Pourquoi dans ces conditions-là, l'actuel Directeur général de la Police devrait-il démissionner ? Si on suit bien cette logique, n'importe quel guignol, même paré des oripeaux de la République, peut se réveiller un matin, confectionner un rapport contre un collègue gênant et réclamer ensuite sa tête, avant même que la lumière ne soit... La charrue avant les bœufs, on s'enfermerait alors dans une logique circulaire bien suicidaire pour le pays, avec des  démissions à la pelle, au quotidien, sur la base de simples accusations. C'est sans exagérer, ce qui se passe dans les forums sur internet. On lance une ''petite bombe'', vraie ou fausse. Et le ''jury'' des internautes prononce l'arrêt de mort, avec d'ailleurs le même individu qui se multiplie autant de fois qu'il veut, par la magie de la toile pour expédier ses sentences injurieuses, bien courageusement caché derrière son petit écran. Au nom de quoi devrait-on traîner quelqu'un à la guillotine, sans avoir aucune preuve de la véracité de ce dont il est accusé ? Il va sans dire que si le commissaire Abdoulaye Niang est bien membre de la pieuvre ''cocaïnisée'', il mériterait non seulement d'être limogé de son poste mais aussi des poursuites dans le cadre d'une procédure judiciaire normale. On  n'en est pas encore là. En attendant, il faut bien que nous canalisions notre soif de sang...

En vérité, toute thérapeutique qui sera appliquée à la Police, sans prendre en compte les vrais problèmes de ce corps bien spécial aussi bien du point de vue de son histoire que de l'état d'esprit actuel qui y prévaut, sera vouée à l'échec. Les Sénégalais ont tous grommelé ''shocking'' dans l'affaire de la drogue, tout en tolérant tous les jours le spectacle grandeur nature de la corruption dans la circulation. Tout le monde fait semblant de n'avoir pas vu les tétons de la demoiselle. On peut transposer des cas dans des corporations entières où des pratiques de ce genre se passent tous les jours. Sous le nez et la barbe des Sénégalais ? En vérité, tout le monde sait, mais chacun pointe le doigt sur le pantalon de l'autre pour éviter qu'on lorgne son caleçon. Un vrai problème de société, qui ne peut être éradiqué sans une dynamique révolutionnaire bien assumée. Mais enfin...la balle est en partie dans le camp de l'Exécutif.  
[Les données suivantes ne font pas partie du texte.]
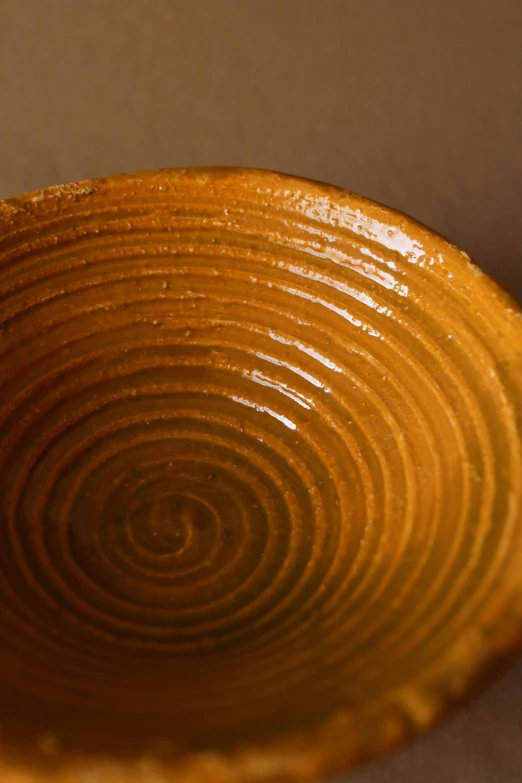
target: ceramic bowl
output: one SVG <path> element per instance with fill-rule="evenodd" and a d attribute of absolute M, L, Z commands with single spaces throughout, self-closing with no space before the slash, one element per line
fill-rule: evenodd
<path fill-rule="evenodd" d="M 260 783 L 431 725 L 522 635 L 522 315 L 263 171 L 0 203 L 0 777 Z"/>

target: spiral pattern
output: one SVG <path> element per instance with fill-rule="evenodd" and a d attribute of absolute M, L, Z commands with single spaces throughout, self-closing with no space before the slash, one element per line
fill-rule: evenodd
<path fill-rule="evenodd" d="M 427 725 L 521 635 L 521 429 L 517 306 L 387 208 L 0 204 L 0 768 L 310 779 Z"/>

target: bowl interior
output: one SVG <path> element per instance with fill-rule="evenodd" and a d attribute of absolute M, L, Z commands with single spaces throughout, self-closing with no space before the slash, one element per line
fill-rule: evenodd
<path fill-rule="evenodd" d="M 5 769 L 313 777 L 517 642 L 522 318 L 445 240 L 153 172 L 0 204 L 0 294 Z"/>

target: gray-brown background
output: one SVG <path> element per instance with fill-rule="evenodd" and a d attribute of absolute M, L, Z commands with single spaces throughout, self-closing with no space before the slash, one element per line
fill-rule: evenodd
<path fill-rule="evenodd" d="M 391 204 L 522 298 L 521 0 L 0 0 L 0 198 L 254 166 Z M 522 665 L 354 783 L 519 783 Z"/>

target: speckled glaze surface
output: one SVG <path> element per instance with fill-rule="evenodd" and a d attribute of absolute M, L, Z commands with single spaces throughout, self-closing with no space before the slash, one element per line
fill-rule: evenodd
<path fill-rule="evenodd" d="M 0 203 L 3 783 L 316 780 L 522 635 L 522 315 L 352 193 Z"/>

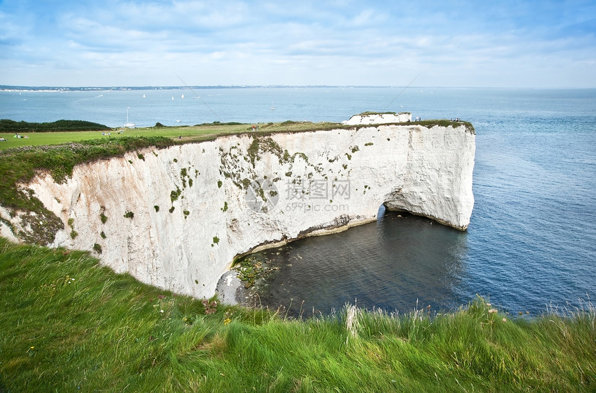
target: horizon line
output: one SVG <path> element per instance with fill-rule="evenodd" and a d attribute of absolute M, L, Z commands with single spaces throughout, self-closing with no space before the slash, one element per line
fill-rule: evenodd
<path fill-rule="evenodd" d="M 81 90 L 192 90 L 193 89 L 283 89 L 283 88 L 377 88 L 377 89 L 398 89 L 406 87 L 401 85 L 356 85 L 356 84 L 211 84 L 211 85 L 148 85 L 148 86 L 58 86 L 58 85 L 16 85 L 0 84 L 0 91 L 35 91 L 35 90 L 55 90 L 55 91 L 81 91 Z M 561 89 L 590 89 L 596 87 L 512 87 L 512 86 L 410 86 L 410 89 L 523 89 L 532 90 L 561 90 Z"/>

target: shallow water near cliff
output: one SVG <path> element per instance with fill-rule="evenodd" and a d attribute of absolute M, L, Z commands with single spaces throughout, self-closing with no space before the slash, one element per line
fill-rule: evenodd
<path fill-rule="evenodd" d="M 0 92 L 0 118 L 116 127 L 126 107 L 130 121 L 147 126 L 337 122 L 370 110 L 458 117 L 477 133 L 475 204 L 466 232 L 390 212 L 375 223 L 265 251 L 262 257 L 280 268 L 258 289 L 261 304 L 283 305 L 290 315 L 327 313 L 355 302 L 387 311 L 417 304 L 445 310 L 479 294 L 512 314 L 535 315 L 547 305 L 574 307 L 580 298 L 593 299 L 596 90 L 401 90 Z M 193 100 L 194 93 L 209 107 Z"/>

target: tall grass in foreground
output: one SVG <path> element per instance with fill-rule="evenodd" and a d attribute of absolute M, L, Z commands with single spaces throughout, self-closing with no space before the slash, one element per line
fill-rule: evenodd
<path fill-rule="evenodd" d="M 353 306 L 305 321 L 0 238 L 0 392 L 593 392 L 595 310 L 511 320 Z"/>

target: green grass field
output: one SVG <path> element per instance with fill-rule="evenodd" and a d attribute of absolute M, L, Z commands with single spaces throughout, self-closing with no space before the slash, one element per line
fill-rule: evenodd
<path fill-rule="evenodd" d="M 125 129 L 123 134 L 120 134 L 119 131 L 111 131 L 111 136 L 103 136 L 102 133 L 98 131 L 35 132 L 28 134 L 28 138 L 14 138 L 14 134 L 4 133 L 0 134 L 0 137 L 4 138 L 7 140 L 0 142 L 0 150 L 21 146 L 60 145 L 71 142 L 116 138 L 122 136 L 164 136 L 171 138 L 182 137 L 184 140 L 188 140 L 194 138 L 198 139 L 209 135 L 247 131 L 249 130 L 249 127 L 247 125 L 242 125 L 241 126 Z"/>
<path fill-rule="evenodd" d="M 472 300 L 295 320 L 0 238 L 0 392 L 596 390 L 590 304 L 527 320 Z"/>

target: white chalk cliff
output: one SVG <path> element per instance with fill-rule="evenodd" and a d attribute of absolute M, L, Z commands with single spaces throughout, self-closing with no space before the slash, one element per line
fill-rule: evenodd
<path fill-rule="evenodd" d="M 209 298 L 237 255 L 374 221 L 382 203 L 466 229 L 475 136 L 463 125 L 234 135 L 79 165 L 62 184 L 40 174 L 27 187 L 64 222 L 51 246 Z"/>

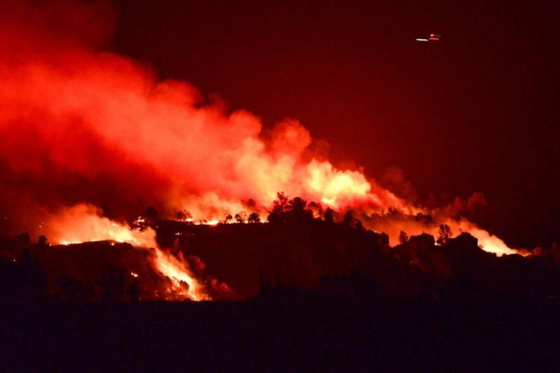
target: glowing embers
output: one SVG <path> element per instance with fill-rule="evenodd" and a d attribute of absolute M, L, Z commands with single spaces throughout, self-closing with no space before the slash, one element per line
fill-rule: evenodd
<path fill-rule="evenodd" d="M 178 259 L 159 249 L 155 249 L 155 253 L 158 269 L 173 284 L 167 289 L 164 299 L 168 300 L 170 297 L 175 300 L 211 300 L 210 296 L 203 291 L 198 281 L 188 274 L 184 259 Z"/>
<path fill-rule="evenodd" d="M 419 42 L 427 42 L 427 41 L 440 41 L 441 39 L 442 36 L 438 34 L 430 34 L 427 37 L 421 37 L 421 38 L 416 38 L 416 41 Z"/>
<path fill-rule="evenodd" d="M 115 242 L 125 242 L 139 249 L 151 248 L 153 260 L 150 266 L 167 277 L 172 286 L 162 295 L 165 300 L 206 300 L 211 298 L 195 278 L 187 261 L 181 254 L 178 257 L 161 250 L 155 242 L 155 231 L 146 228 L 140 231 L 138 227 L 129 228 L 121 224 L 99 216 L 100 210 L 85 205 L 79 205 L 66 209 L 49 221 L 51 237 L 55 242 L 64 245 L 78 244 L 92 241 L 110 241 L 111 246 Z M 136 221 L 143 220 L 139 217 Z M 134 276 L 137 272 L 131 275 Z M 156 291 L 157 293 L 157 291 Z M 160 298 L 155 293 L 156 298 Z"/>

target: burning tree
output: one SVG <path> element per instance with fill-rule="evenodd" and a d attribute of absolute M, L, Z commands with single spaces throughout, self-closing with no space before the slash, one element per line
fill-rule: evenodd
<path fill-rule="evenodd" d="M 438 239 L 435 242 L 438 242 L 438 244 L 445 244 L 452 235 L 453 232 L 449 226 L 447 224 L 440 224 L 440 228 L 438 230 Z"/>

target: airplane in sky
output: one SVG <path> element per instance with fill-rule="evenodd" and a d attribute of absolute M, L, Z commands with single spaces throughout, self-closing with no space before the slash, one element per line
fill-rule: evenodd
<path fill-rule="evenodd" d="M 416 41 L 419 42 L 426 42 L 426 41 L 440 41 L 441 39 L 442 36 L 438 34 L 430 34 L 429 36 L 427 38 L 416 38 Z"/>

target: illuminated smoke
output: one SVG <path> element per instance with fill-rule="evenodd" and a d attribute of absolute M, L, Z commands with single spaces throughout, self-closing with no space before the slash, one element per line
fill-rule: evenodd
<path fill-rule="evenodd" d="M 113 219 L 150 203 L 164 216 L 188 209 L 195 219 L 215 221 L 247 210 L 248 199 L 262 213 L 278 191 L 366 214 L 421 210 L 360 172 L 314 157 L 314 140 L 297 120 L 283 120 L 265 136 L 251 112 L 230 112 L 187 82 L 158 81 L 149 66 L 104 52 L 113 26 L 106 3 L 23 3 L 0 8 L 0 212 L 13 217 L 16 229 L 41 227 L 50 212 L 84 203 Z M 139 236 L 97 219 L 103 237 L 66 220 L 52 228 L 70 241 L 116 240 L 114 233 L 156 247 L 144 241 L 153 240 L 149 231 Z M 511 252 L 474 224 L 450 224 L 472 232 L 485 249 Z M 372 226 L 396 237 L 391 230 L 402 227 L 389 226 Z M 424 229 L 407 226 L 409 234 Z M 174 271 L 173 263 L 162 261 L 160 270 Z"/>
<path fill-rule="evenodd" d="M 155 232 L 153 229 L 148 228 L 142 231 L 130 229 L 125 224 L 100 217 L 101 212 L 94 206 L 87 205 L 64 209 L 46 222 L 44 230 L 54 244 L 108 240 L 130 243 L 134 247 L 152 248 L 155 253 L 154 268 L 167 276 L 172 283 L 172 288 L 167 290 L 174 299 L 211 299 L 182 256 L 176 258 L 158 247 Z"/>

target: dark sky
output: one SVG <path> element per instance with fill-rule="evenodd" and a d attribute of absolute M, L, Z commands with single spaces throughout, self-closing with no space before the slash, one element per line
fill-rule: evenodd
<path fill-rule="evenodd" d="M 560 240 L 560 3 L 223 3 L 121 0 L 111 47 L 265 126 L 299 119 L 335 163 L 396 166 L 421 202 L 482 192 L 510 244 Z"/>

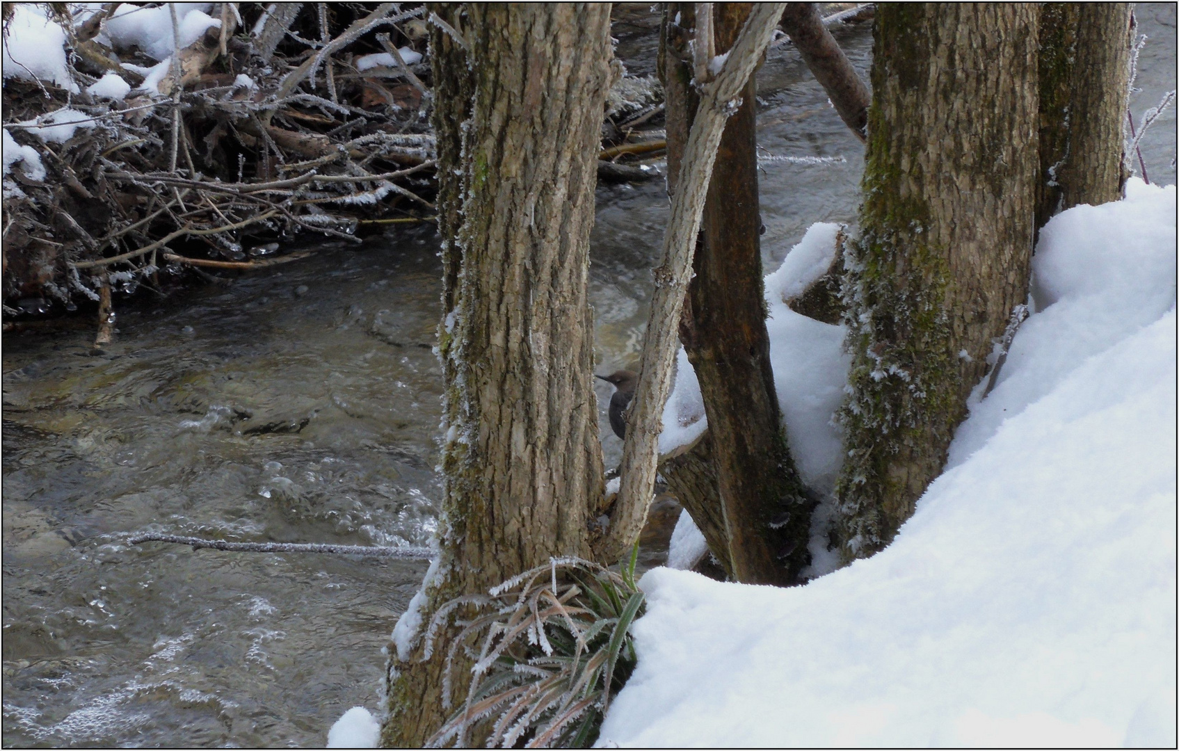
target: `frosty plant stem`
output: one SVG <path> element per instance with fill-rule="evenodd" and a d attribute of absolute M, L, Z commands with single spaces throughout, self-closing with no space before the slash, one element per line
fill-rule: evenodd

 Et il est étonnant que le Président Macky Sall qui a la réputation, au sein de la Police, d'avoir été l'un des meilleurs ministres de l'Intérieur du  régime de Wade, ne capitalise pas cette expérience pour y mettre de l'ordre. Dans le contexte actuel où la déliquescence des appareils d’État est à la mode dans la sous région (Mali, Guinée-Bissau etc), la sécurité est une question de vie et de mort. Or, c'est bien un secret de Polichinelle que les flics ne sont pas bien dans leur peau. Moral à zéro. Pas seulement à cause de cette affaire qui vient révéler un malaise profond, mais du fait de multiples facteurs. On étale le tapis rouge aux autres corps en oubliant que c'est la Police qui assure d'abord la sécurité intérieure. Le bulletin de salaire d'un commissaire même divisionnaire est tellement rachitique par rapport aux autres hauts fonctionnaires de l’État que certaines frustrations deviennent légitimes. C'est dire que tout rafistolage, qui consisterait à ne voir des poux que dans la tête de certains flics, tout en occultant les responsabilités aujourd'hui désertées de l’État, est voué à l'échec. Le ver n'est pas seulement dans le fruit.